CLI access to ALL_POSTS.txt, ARCHIVE.txt and documentation from vojtamaur.cz
Project description
vojtamaur
A small pip install command-line tool for working with the public text artifacts of vojtamaur.cz:
ALL_POSTS.txtARCHIVE.txt- the documentation page at
/documentation/
The tool is not a website parser, crawler, CMS, sync daemon, or background service. It works mainly with published plaintext/HTML endpoints, keeps a local cache of the last successfully loaded artifacts, and also includes embedded package snapshots of ALL_POSTS.txt and ARCHIVE.txt as a final fallback.
Installation
From a local repository checkout:
python -m pip install .
For development:
python -m pip install -e .
After publication on PyPI:
python -m pip install vojtamaur
From GitHub:
python -m pip install git+https://github.com/VojtaMaur/vojtamaur-python.git
From a specific Git tag:
python -m pip install git+https://github.com/VojtaMaur/vojtamaur-python.git@v0.1.3
Quick usage
vojtamaur --help
vojtamaur posts
vojtamaur posts --save
vojtamaur archive
vojtamaur archive --save
vojtamaur docs
vojtamaur docs --save
vojtamaur grep metaprogram
vojtamaur search-url archive.today
vojtamaur stats
vojtamaur head 40
vojtamaur random
vojtamaur random --print-only
vojtamaur status
vojtamaur status --limit 10
vojtamaur verify
vojtamaur open site
vojtamaur open docs
vojtamaur open archive-link 1
Source strategy
For each artifact, the tool tries to use the most current available source first.

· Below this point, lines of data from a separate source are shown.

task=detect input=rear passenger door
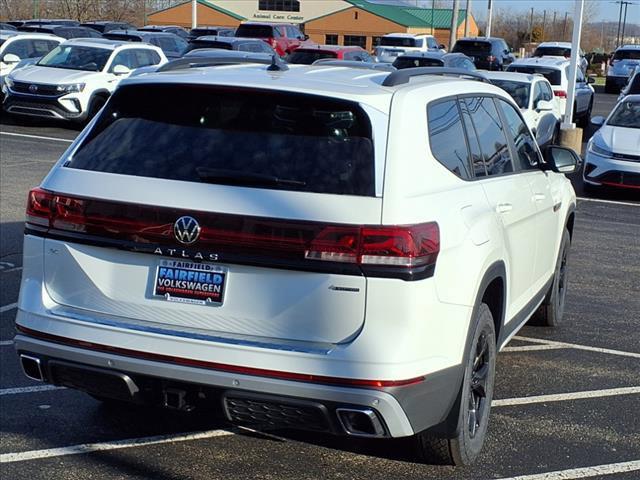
[496,98,560,288]
[460,96,538,320]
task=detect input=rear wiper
[196,167,307,187]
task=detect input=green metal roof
[346,0,467,29]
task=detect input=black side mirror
[543,145,582,173]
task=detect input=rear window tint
[67,85,375,196]
[507,64,562,85]
[236,25,273,38]
[452,40,491,53]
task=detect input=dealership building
[148,0,478,50]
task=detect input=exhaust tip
[336,408,385,437]
[20,354,44,382]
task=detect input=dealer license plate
[153,260,228,305]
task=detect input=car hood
[12,65,101,85]
[594,125,640,155]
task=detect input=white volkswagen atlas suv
[3,38,167,122]
[15,57,578,464]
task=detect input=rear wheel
[530,228,571,327]
[414,303,496,465]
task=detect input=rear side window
[68,85,375,196]
[496,99,540,170]
[464,97,513,175]
[427,100,471,180]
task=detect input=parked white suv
[3,38,167,122]
[374,33,445,63]
[507,57,595,127]
[482,72,562,147]
[15,59,578,464]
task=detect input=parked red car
[235,22,313,57]
[287,45,375,65]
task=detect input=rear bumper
[15,333,462,437]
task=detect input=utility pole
[449,0,460,51]
[529,7,533,44]
[464,0,471,37]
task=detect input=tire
[413,303,496,465]
[529,228,571,327]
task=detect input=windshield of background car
[533,47,571,58]
[236,25,273,38]
[607,102,640,128]
[393,56,444,69]
[491,79,531,108]
[286,49,337,65]
[380,37,416,48]
[452,40,491,56]
[613,49,640,60]
[68,84,375,196]
[507,64,562,85]
[38,45,112,72]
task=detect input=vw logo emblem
[173,216,201,245]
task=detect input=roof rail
[382,67,491,87]
[156,55,289,72]
[311,58,396,72]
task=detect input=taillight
[26,188,440,280]
[305,222,440,268]
[26,188,54,227]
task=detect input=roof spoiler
[382,67,491,87]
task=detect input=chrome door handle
[496,203,513,213]
[533,193,547,202]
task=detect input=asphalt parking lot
[0,94,640,480]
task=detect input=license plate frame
[152,260,229,306]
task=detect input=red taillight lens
[26,188,54,227]
[305,222,440,268]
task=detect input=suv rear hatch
[33,84,396,343]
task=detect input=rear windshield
[104,33,142,42]
[507,64,562,85]
[393,57,444,69]
[236,25,273,38]
[67,85,375,196]
[613,49,640,60]
[452,40,491,54]
[287,49,338,65]
[380,37,416,47]
[533,47,571,58]
[185,40,232,53]
[491,79,531,108]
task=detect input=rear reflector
[26,188,440,280]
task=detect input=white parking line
[0,303,18,313]
[491,387,640,407]
[577,197,640,207]
[500,345,568,352]
[0,132,73,143]
[500,460,640,480]
[0,385,64,396]
[0,430,235,463]
[513,336,640,358]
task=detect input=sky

For posts and archive, the fallback order is:
- primary URL from
SITE_SOURCES - additional live fallback URLs from
SITE_SOURCES, in order - local cache
- embedded package snapshot
For docs, the fallback order is:
- primary URL from
SITE_SOURCES - additional live fallback URLs from
SITE_SOURCES, in order - local cache
docs is not embedded in the package. The package snapshot is intended only for the two compact plaintext artifacts.
If all available sources fail, the command exits with an error.

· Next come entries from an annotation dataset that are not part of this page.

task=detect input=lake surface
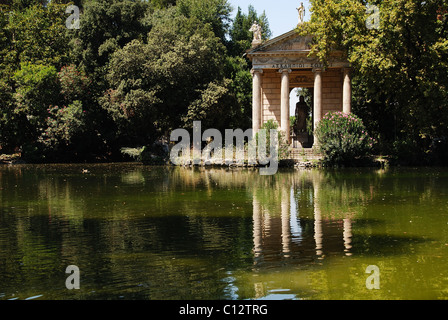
[0,164,448,300]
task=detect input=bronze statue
[294,96,309,136]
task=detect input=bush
[314,112,376,165]
[38,101,86,151]
[255,120,290,160]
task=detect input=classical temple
[247,24,352,149]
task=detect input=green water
[0,164,448,300]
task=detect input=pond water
[0,164,448,300]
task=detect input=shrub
[314,112,376,165]
[38,101,86,151]
[255,120,290,160]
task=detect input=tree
[229,5,272,56]
[299,0,448,163]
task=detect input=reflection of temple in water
[253,173,352,267]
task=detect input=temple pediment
[247,30,350,69]
[249,30,312,54]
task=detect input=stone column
[279,69,292,142]
[251,69,263,138]
[313,69,322,129]
[342,68,352,114]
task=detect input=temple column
[342,68,352,114]
[252,69,263,138]
[313,69,322,130]
[279,69,292,142]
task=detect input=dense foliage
[315,112,376,165]
[300,0,448,164]
[0,0,270,162]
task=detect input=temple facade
[247,30,352,148]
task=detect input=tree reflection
[0,164,448,299]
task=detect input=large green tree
[299,0,448,163]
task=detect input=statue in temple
[249,21,261,45]
[297,2,305,24]
[294,96,309,136]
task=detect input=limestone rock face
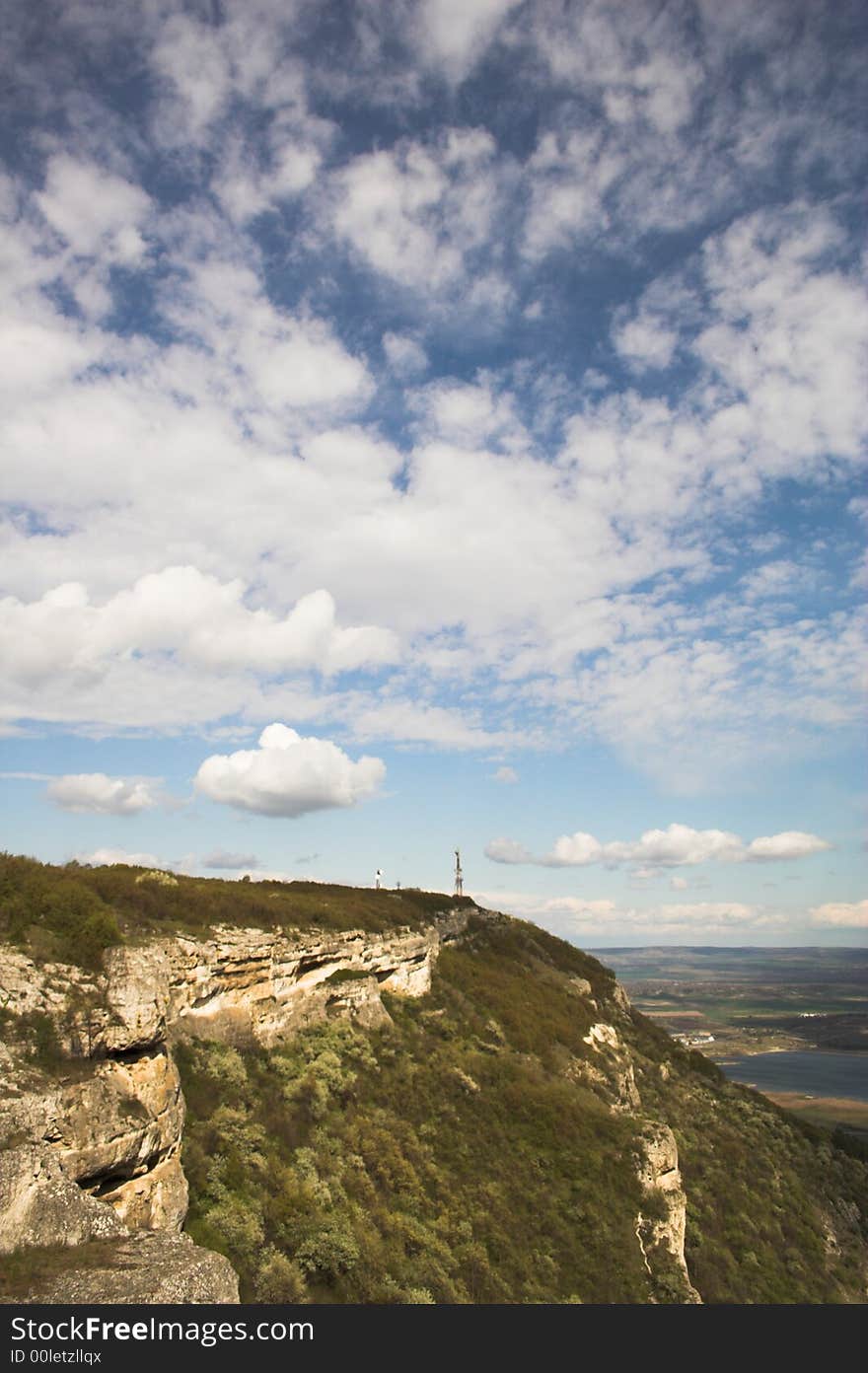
[0,909,467,1302]
[636,1124,702,1304]
[165,911,447,1048]
[28,1232,239,1306]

Adding another live fallback
Live deployment fallbacks are configured in src/vojtamaur/constants.py through SITE_SOURCES:
SITE_SOURCES = [
("main", "https://vojtamaur.cz"),
("fallback", "https://vojtamaur.neocities.org"),
]
To add another deployment, append another (label, base_url) tuple. The posts, archive, and docs endpoint URLs are generated from this list. The order is the priority order used by the fetch logic.
Cache
The cache location is platform-specific:
- Windows:
%LOCALAPPDATA%/vojtamaur/ - macOS:
~/Library/Caches/vojtamaur/ - Linux/Unix:
$XDG_CACHE_HOME/vojtamaur/or~/.cache/vojtamaur/
Override on Windows CMD:
set VOJTAMAUR_CACHE_DIR=C:\temp\vojtamaur-cache
Override on PowerShell:
$env:VOJTAMAUR_CACHE_DIR = "C:\temp\vojtamaur-cache"
Override on Unix-like systems:
export VOJTAMAUR_CACHE_DIR=/tmp/vojtamaur-cache
Offline mode
vojtamaur posts --offline
vojtamaur archive --offline
vojtamaur docs --offline
vojtamaur stats --offline
Or globally through the environment:
export VOJTAMAUR_OFFLINE=1
In offline mode, posts and archive use the local cache first and the embedded package snapshot if no cache exists. docs uses only the local cache because documentation HTML is not embedded.
Timeout
The default network timeout is 3 seconds.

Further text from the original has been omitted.